The service, as noted, doesn't extend to the recent affidavit about the conversation and it ought to be made clear that without that the plaintiff would still be adjudged entitled to the relief which it obtains.  That is something less than the relief which was sought. 

The Court has the responsibility of ensuring absent defendants aren't subjected to judgment in an amount larger than what might be appropriate.  It would have been expected that the Court would query the claim for indemnity costs.  That is supported by clause 8 of the relevant terms and conditions of credit which provides:

"That the applicant agrees to pay any and all costs, commissions and legal costs and expenses on a full indemnity basis whatsoever arising from the collection of any overdue moneys.  Such interest, costs and commissions and legal expenses may be recovered as a liquidated debt."

The reference to "such interest" does not pick up any other reference to interest in the document and can only be read as picking up the proceeding paragraph, which is: 

"7.  That the applicant agrees that an account service charge of 1.5 per cent per month may be imposed by Cellnet in the event that clause 1 is not complied with" - clause 1 being the payment provision. 

That "service charge" appears to me to be the equivalent of interest and at a handsome rate far exceeding that of the rate applicable under section 47 of the Supreme Court Act 1995.

The plaintiff's claim was for the aggregate of $130,972.80, the price of goods sold and delivered for which payment hadn't been received and 15 monthly amounts of $1,964.59 being the service charge to and including November 2007, the month in which the claim was issued.

Interest was sought in both the claim and the prayer for relief in the statement of claim on that aggregate of $162,669.94 being $14,878.83 from the 1st of September 2006 to the 19th of November 2007 under the Supreme Court Act 1995 s 47 and thereafter at $35.88 per day.

The plaintiff appears to me, by presenting its claim to Mr Shea in that way, to have abandoned any claim to interest in the form of the "service fee" after 19th of November 2007.  Notwithstanding that, the draft order presented to the Court by Mr Greinke claimed what otherwise would have been the service charge amount as interest.  I don't think that's appropriate in the circumstances of the documents that have been presented to the defendant.  In other words, he shouldn't be suffering a judgment which exceeds anything he has been alerted to.  The interest amount reduces to $54,639.60. 

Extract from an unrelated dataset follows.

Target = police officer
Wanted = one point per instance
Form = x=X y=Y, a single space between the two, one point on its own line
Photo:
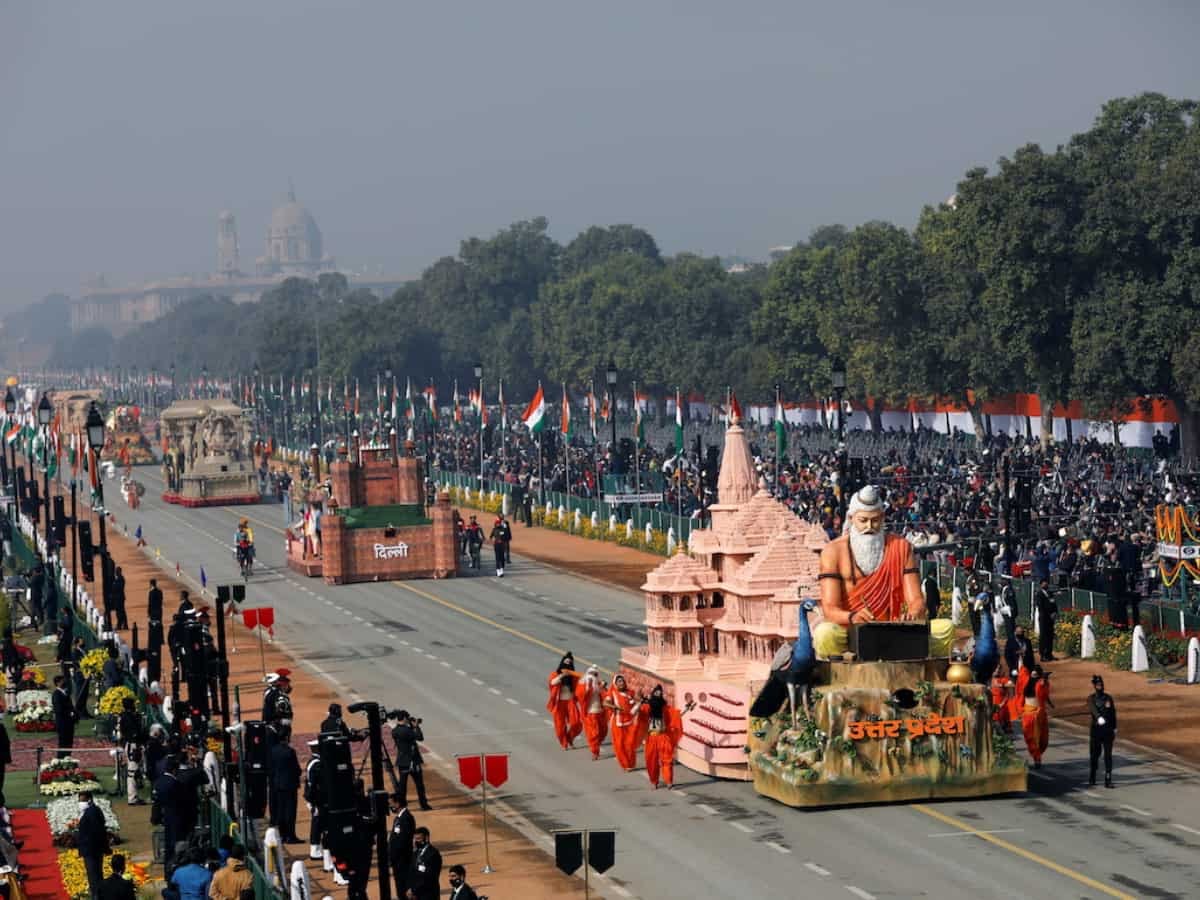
x=1104 y=729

Mr Greinke conceded that the plaintiff could not obtain for the same period interest under the Supreme Court Act and interest or a "service charge" under a contract, and in the result the plaintiff doesn't obtain that double interest. It's the case that, as things work out, there's an element of interest on interest, but that's something which, in my experience, is common and which the defendant was fully alerted to.

...

HIS HONOUR:  So, order as per initialled draft.